Prześwit wynosi 22 cm, a krótkie zwisy pozwalają na spore kąty natarcia i zejścia - odpowiednio 23 i 25 stopni. Wystarczy odpowiednio operować pedałem gazu, by zdobywać przeróżne przeszkody, resztą zajmuje się napęd Symmetrical AWD. Jest tu też X-Mode, za którym stoi kontrola zjazdu ze stromego wzniesienia. Subaru Forester XT jest naprawdę zdolny, jeśli chodzi o jazdę w terenie.

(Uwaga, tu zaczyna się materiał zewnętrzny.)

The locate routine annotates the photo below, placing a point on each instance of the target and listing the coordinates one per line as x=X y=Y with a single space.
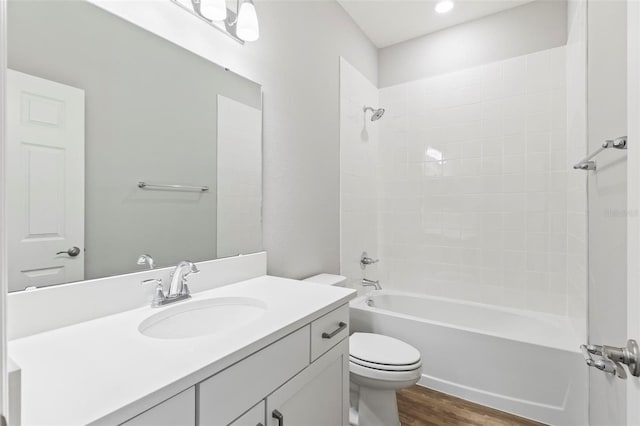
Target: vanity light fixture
x=247 y=26
x=444 y=6
x=241 y=25
x=215 y=10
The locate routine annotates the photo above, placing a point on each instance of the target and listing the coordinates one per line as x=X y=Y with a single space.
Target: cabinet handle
x=341 y=326
x=278 y=416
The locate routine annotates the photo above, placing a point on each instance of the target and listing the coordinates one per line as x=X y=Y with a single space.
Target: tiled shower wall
x=358 y=180
x=473 y=194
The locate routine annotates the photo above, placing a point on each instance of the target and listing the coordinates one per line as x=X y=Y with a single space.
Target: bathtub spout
x=370 y=283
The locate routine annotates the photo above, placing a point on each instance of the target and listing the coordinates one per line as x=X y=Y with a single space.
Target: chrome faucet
x=178 y=290
x=178 y=285
x=370 y=283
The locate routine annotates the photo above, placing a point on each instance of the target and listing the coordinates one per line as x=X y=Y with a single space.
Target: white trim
x=3 y=259
x=633 y=197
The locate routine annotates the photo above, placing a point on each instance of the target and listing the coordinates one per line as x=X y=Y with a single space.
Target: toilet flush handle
x=278 y=416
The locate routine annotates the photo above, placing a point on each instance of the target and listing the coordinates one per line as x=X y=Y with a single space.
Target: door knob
x=73 y=251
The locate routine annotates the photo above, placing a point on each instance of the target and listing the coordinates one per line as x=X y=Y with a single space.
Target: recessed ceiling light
x=444 y=6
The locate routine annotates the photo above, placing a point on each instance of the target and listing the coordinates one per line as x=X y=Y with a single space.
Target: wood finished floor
x=419 y=406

Za przeniesienie napędu odpowiada bezstopniowa skrzynia Lineartronic CVT, która akurat w Subaru nie denerwuje. Na pewno zaburza jednak poczucie nabierania prędkości. To jedna z lepszych przekładni bezstopniowych na rynku, przynajmniej pod względem przyjemności z jazdy. Szybszą reakcję na zmienne warunki na drodze i ruchy pedału gazu zapewnia zastąpienie paska łańcuchem.

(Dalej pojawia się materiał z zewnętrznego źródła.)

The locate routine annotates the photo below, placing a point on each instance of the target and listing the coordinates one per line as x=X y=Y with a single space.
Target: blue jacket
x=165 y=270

Spalanie Subaru Forestera XT jest zdecydowanie minusem. Nawet przy spokojnej jeździe w mieście zapotrzebowanie na paliwo wynosi przynajmniej 11 l/100 km. Co nie znaczy, że nie może wynosić więcej, bo takie 15 l/100 km jest jak najbardziej realne. W połączeniu z 50-litrowym bakiem, nasz zapas niestety bardzo szybko się kurczy i częste wizyty na stacjach benzynowych są po prostu nieuniknione. Jeżdżąc ze stałymi prędkościami, na trasie zejdziemy nawet do 6-7 litrów, ale znając specyfikę ruchu w Polsce, to raczej niemożliwe. 8 l/100 km to absolutne minimum.
Staroszkolny twardziel
Subaru to samochody dla specyficznej grupy ludzi. Nie jest to producent masowy, ale nie jest też niszowy - trafia do tych, którzy cenią sobie pewne prowadzenie, a nieszczególnie ufają napędom dołączanym. Bardziej niż modne gadżety liczy się dobre prowadzenie. Są to zresztą często kierowcy bardziej świadomi, którzy wiedzą jak prowadzić samochód i jak odróżnić taki, który bez zająknięcia wykonuje polecenia, od takiego, który tego nie robi. Wygląd jest ważny, ale schodzi na nieco dalszy plan.
I właśnie dla takiego klienta zostało stworzone Subaru Forester XT. To naprawdę dobry samochód, który może być szybki na drodze i skuteczny w terenie - być może nawet bardziej niż większe SUV-y, które aspirują do miana „terenowych”. Niestety, spalanie i zasięg mogą być dla wielu kierowców dyskwalifikujące. Trasa, którą z silnikiem Diesla pokonalibyśmy na jednym baku, tutaj wymaga dwóch, czasem trzech przystanków. Cóż - coś za coś.
Również i ceny sugerują, że trzeba chcieć albo Subaru, albo jakiś inny samochód. Za Forestera z wolnossącym silnikiem 2.0i 150 KM musimy zapłacić przynajmniej 110 711 zł. Drugą opcją jest Boxer Diesel 2.0D o mocy 147 KM, który kosztuje od 124 736 zł do 164 981 zł. XT, czyli samochód taki jak w teście, wymaga wkładu 147 614 zł lub 164 981 zł z wyposażeniem na poziomie Platinium. Tym samym najdroższe XT kosztuje dokładnie tyle samo, co najlepiej wyposażony 2.0D.
Bardzo ciekawym ruchem ze strony Subaru jest zawarcie szkolenia w Szkole Jazdy Subaru w cenie Forestera XT lub z silnikiem 2.0D z manualną skrzynią biegów. Grzech nie skorzystać.